Chunks can be small, medium or large and they vary based on the use case. The challenge is to do splitting in a way that preserves context and meaning as much as possible. Although chunks are primarily created for the purpose of the basic RAG, they also help contextualise the entity extraction in the Knowledge Graph creation for GraphRAG.

Key considerations for chunking include:

  • Chunk Size: Choosing an appropriate chunk length is important. Chunks might be defined in terms of characters or tokens (for example 500 words or 1000 characters per chunk). If chunks are too large, they might overflow model limits and also dilute the relevance (a big chunk might contain multiple topics which make it harder to retrieve exactly the right one). On the other side, if chunks are too small, important context can be lost and the model might not have enough information to be useful. A common practice is to aim for a chunk that would produce an embedding of a few hundred dimensions which is often a few paragraphs of text. It is widely accepted that the medium chunks are optimal for RAG as they provide good enough context vs recall ration.

  • Chunk Overlap: To mitigate the issue of splitting context, many pipelines use overlapping chunks. For instance, if using a sliding window over text, one might take 1000 characters with a 200 character overlap for the next chunk. This way, if a crucial sentence falls on a boundary, it will still appear in at least one of the chunks in full. Overlap helps maintain continuity but increases redundancy (which is generally okay; embeddings of overlapping chunks will be similar).

  • Natural Boundaries: Ideally, splits should happen at logical boundaries like paragraph breaks or sentence ends rather than arbitrarily in the middle of a sentence. Techniques like Recursive Character Text Splitter (as used in LangChain) attempt this. They first try to split by sections or paragraphs and then, if chunks are still too large, they split by sentence until chunks are below the size limit. This preserves readability and coherence.

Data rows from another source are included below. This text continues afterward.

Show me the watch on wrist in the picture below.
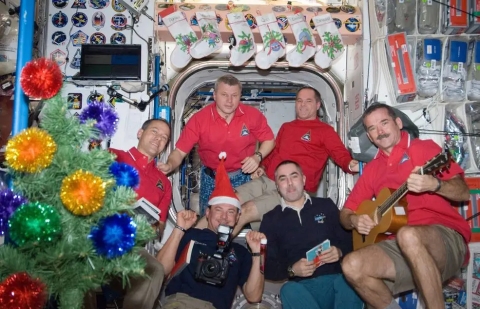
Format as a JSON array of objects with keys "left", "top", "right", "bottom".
[{"left": 287, "top": 266, "right": 295, "bottom": 278}]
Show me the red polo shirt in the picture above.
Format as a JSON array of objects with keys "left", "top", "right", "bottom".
[
  {"left": 263, "top": 118, "right": 352, "bottom": 192},
  {"left": 176, "top": 103, "right": 274, "bottom": 172},
  {"left": 109, "top": 147, "right": 172, "bottom": 222},
  {"left": 344, "top": 132, "right": 471, "bottom": 243}
]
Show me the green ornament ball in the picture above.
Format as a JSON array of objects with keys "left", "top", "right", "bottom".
[{"left": 8, "top": 202, "right": 62, "bottom": 246}]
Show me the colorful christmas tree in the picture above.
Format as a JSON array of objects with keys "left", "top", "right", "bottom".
[{"left": 0, "top": 59, "right": 155, "bottom": 309}]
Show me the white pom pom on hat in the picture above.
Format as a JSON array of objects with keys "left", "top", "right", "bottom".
[{"left": 208, "top": 151, "right": 241, "bottom": 209}]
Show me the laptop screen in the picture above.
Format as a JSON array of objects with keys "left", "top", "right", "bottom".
[{"left": 74, "top": 44, "right": 142, "bottom": 80}]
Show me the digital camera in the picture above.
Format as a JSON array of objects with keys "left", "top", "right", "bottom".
[{"left": 195, "top": 225, "right": 233, "bottom": 286}]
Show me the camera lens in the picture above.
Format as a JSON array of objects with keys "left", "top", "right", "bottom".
[{"left": 202, "top": 260, "right": 220, "bottom": 278}]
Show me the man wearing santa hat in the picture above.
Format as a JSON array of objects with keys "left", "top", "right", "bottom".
[{"left": 157, "top": 152, "right": 265, "bottom": 309}]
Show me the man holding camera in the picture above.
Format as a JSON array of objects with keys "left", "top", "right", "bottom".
[{"left": 157, "top": 153, "right": 265, "bottom": 309}]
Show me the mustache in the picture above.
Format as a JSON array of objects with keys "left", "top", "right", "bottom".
[{"left": 377, "top": 134, "right": 390, "bottom": 141}]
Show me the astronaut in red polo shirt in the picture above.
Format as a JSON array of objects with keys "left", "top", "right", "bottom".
[
  {"left": 110, "top": 119, "right": 172, "bottom": 309},
  {"left": 340, "top": 104, "right": 471, "bottom": 309},
  {"left": 158, "top": 75, "right": 275, "bottom": 216}
]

  • No Loss of Knowledge: The aim is to ensure that no important fact or answer spans across two chunks without overlap. If a user's question pertains to a piece of text that was split, the overlapping strategy or careful boundary selection should ensure that at least one chunk contains the full context needed to answer. It often requires trial and error to find the right chunk size and overlap for a given dataset and embedding model.

  • Chunk Metadata: When splitting, each chunk inherits metadata from its source document (like document ID, title) and often is augmented with location info (page number, section number). For example, after chunking, one chunk’s metadata might say source: Employee_Handbook.pdf, page: 12. This is critical for later stages to trace answers back to sources and also for possibly grouping results by document in a UI.

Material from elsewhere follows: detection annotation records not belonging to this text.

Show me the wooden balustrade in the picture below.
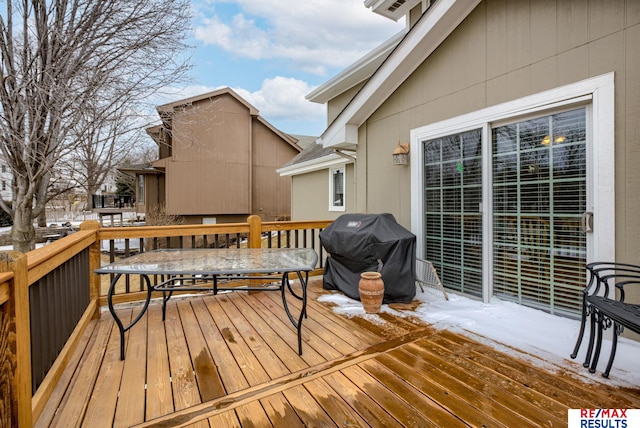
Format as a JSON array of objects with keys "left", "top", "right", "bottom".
[{"left": 0, "top": 216, "right": 331, "bottom": 426}]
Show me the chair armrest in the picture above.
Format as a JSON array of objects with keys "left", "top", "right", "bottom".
[{"left": 583, "top": 262, "right": 640, "bottom": 296}]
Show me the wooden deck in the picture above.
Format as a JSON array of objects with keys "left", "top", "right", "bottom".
[{"left": 36, "top": 278, "right": 640, "bottom": 428}]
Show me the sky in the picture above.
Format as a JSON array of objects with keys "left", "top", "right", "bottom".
[
  {"left": 318, "top": 288, "right": 640, "bottom": 388},
  {"left": 154, "top": 0, "right": 404, "bottom": 136}
]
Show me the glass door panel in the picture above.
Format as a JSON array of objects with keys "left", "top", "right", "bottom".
[{"left": 423, "top": 130, "right": 482, "bottom": 296}]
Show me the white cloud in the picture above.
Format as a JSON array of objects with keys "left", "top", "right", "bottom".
[
  {"left": 234, "top": 76, "right": 324, "bottom": 120},
  {"left": 153, "top": 76, "right": 325, "bottom": 132},
  {"left": 194, "top": 0, "right": 403, "bottom": 75}
]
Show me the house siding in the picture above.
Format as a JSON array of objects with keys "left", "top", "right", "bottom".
[
  {"left": 165, "top": 95, "right": 251, "bottom": 215},
  {"left": 291, "top": 164, "right": 355, "bottom": 221},
  {"left": 251, "top": 120, "right": 298, "bottom": 221}
]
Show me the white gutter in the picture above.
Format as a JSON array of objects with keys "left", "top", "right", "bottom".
[{"left": 319, "top": 0, "right": 481, "bottom": 148}]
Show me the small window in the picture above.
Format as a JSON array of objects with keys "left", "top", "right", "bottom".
[{"left": 329, "top": 167, "right": 345, "bottom": 211}]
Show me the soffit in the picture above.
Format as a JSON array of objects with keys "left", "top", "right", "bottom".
[{"left": 320, "top": 0, "right": 481, "bottom": 149}]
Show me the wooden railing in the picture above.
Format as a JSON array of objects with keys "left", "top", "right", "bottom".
[{"left": 0, "top": 216, "right": 331, "bottom": 427}]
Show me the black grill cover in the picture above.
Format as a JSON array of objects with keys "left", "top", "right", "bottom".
[{"left": 320, "top": 214, "right": 416, "bottom": 303}]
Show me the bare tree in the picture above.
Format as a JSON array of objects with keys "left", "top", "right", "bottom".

Why chunking matters: The vector database or retrieval system will be fetching whole chunks in response to queries. If chunking is done well, each chunk is a self-contained, topical unit of information that can be returned as a relevant piece to the LLM. If done poorly (too large or misaligned chunks), the system might retrieve a lot of irrelevant text along with the relevant parts, which can confuse the LLM or waste its context window (and potentially cause context poisoning, where irrelevant info degrades the answer quality).

For example, if we have a 20-page document on “Company Security Policies.” Instead of embedding the entire 20 pages as one vector (which would be too large), we chunk it into say 40 chunks of half-page each. Each chunk will capture a specific policy or subtopic. A query about “password length requirements” should retrieve the chunk about password policy, not the entire policy document. Well-chosen chunking enables that precise retrieval.

In summary, chunking turns documents into bite-sized, context-rich pieces that are fit for LLM's consumption. It balances completeness of context with specificity, ensuring the system can later pinpoint exactly the pieces of information needed to answer a question.